From their distinct vantage points, but shared sonic priorities, these two bands seamlessly combine to create a vibrant soundscape. Percussive power interplays with spectral melodies and dark dance-orientated programming, while a twin-vocal attack combines the otherworldly and enigmatic delivery of Nicola Kuperus with Justin Pearson’s (Swing Kids, Deaf Club) decidedly more visceral contribution.
Justin Pearson and Luke Henshaw of Planet B co-host an excellent podcast ‘Cult and Culture’ and Episode 24 features a really interesting discussion with Adult.
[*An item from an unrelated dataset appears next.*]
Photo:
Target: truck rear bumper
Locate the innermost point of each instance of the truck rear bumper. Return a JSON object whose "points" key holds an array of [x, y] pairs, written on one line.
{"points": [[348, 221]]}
Justin Pearson (Dead Cross, Deaf Club, The Locust), Luke Henshaw (Sonido de la Frontera), Kevin Avery (Field Day, Retox) and Scott Osment (Deaf Club, Glassing, Volente Beach) formed Planet B with the shared purpose of creating music subversive in sound and sobering in message. Their music lays somewhere just out of reach of genre, with aesthetics rooted in hip hop, hardcore punk, turntablism, and 1970s-1980s horror movie scores. It is catchy, heavily percussive, and eerie all at once, much like the creative output of dark dance duo Adult, a pair that seek to harness “the perverse aspects of the late 1970s analog dystopian post-modernism.” These artists’ bodies of work mirror one another in form and function, and both Release Me and Glass in The Trash encapsulates the ethos of both, allowing the duos’ similar mindsets to collide. Nicola Kuperus’s hypnotic vocals add an occult aura, mysteriously alluring and supernatural, pulsating and equally intense alongside Pearson’s aggressive style. Henshaw and Adam Lee Miller’s sampling, sequencing and synthesizing entangle and diverge seamlessly, providing dance-driven soundtracks fit for an apocalypse. Both tracks ebb and flow, pull and push, begs to be released and yet remains throbbing in your head long after it ends.